Planning Portal

 
  1. News and blog
  2. News and Blog
  3. 2011
  4. February 2011
  5. 17 February 2011
  6. Olympic Stadium: game on as West Ham score

Olympic Stadium: game on as West Ham score

The decision by the Olympic Park Legacy Company to select West Ham United rather than Spurs as the preferred bidder to move into the Olympic Stadium in east London after the 2012 Games has major implications for redevelopment in several areas of the capital.

If Spurs stay at White Hart Lane, three areas stand to benefit from major investment and regeneration. The first is the area around Spurs current ground where the club has permission for a redevelopment scheme involving a new stadium, superstore and other facilities known as the Northumberland Development Project.

The other areas to benefit would be Stratford and the Olympic Stadium area itself and finally the area around West Ham’s current stadium at Upton Park.

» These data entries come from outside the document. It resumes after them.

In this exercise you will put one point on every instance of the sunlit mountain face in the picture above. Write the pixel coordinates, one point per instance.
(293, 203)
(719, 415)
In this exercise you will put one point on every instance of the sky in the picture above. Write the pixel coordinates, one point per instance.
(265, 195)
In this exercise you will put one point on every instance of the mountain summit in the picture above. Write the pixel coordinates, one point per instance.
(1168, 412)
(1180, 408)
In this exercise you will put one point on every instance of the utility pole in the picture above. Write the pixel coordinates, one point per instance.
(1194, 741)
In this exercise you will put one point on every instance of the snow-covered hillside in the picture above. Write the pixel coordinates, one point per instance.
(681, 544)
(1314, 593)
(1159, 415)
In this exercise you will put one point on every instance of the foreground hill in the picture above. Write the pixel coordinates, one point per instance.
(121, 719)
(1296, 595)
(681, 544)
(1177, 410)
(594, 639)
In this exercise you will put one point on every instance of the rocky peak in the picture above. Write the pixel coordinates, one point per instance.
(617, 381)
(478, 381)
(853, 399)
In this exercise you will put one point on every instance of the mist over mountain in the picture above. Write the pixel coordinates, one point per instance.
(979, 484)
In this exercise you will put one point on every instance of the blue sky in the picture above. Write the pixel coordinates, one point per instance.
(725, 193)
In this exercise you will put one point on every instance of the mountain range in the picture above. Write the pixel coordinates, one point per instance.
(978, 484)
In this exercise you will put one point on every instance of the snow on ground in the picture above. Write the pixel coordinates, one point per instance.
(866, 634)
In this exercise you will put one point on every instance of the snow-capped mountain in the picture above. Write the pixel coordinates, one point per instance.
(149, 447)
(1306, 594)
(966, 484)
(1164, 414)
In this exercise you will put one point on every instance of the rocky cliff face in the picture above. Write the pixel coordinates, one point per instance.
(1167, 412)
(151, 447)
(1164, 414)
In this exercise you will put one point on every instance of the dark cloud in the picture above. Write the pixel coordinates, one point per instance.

Haringey Council and local MP David Lammy have been vocal in their insistence that Spurs should remain in north London, warning that a move to Stratford would have dire consequences for regeneration in the north London borough.

Haringey Council has insisted it has been supportive of many elements of Spurs’ planning application, including the demolition of listed and other nearby buildings, the building of a large supermarket, and the club’s negotiations with the Mayor of London and English Heritage.

The council has also pointed out it has signalled support in principle for compulsory purchase orders (CPOs) to make it easier for Spurs to obtain what remaining land they need.

Culture Secretary Jeremy Hunt and Communities Secretary Eric Pickles have released the following joint statement: ''The recommendation by the OPLC Board marks an important milestone for the future of the Queen Elizabeth Olympic Park and the whole of the Olympic project.

"We would like to thank Baroness Ford and all her board members for the conscientious and thorough way they have approached the decision making process. We will look through their recommendation in detail before coming to our own decision. We aim to make a formal announcement to Parliament shortly."

In a separate but related development, Acer Snowmet, a Birmingham-based company which designs and operates indoor ski centres has expressed an interest in turning the Olympic media centre into what would be Britain’s biggest indoor skiing centre.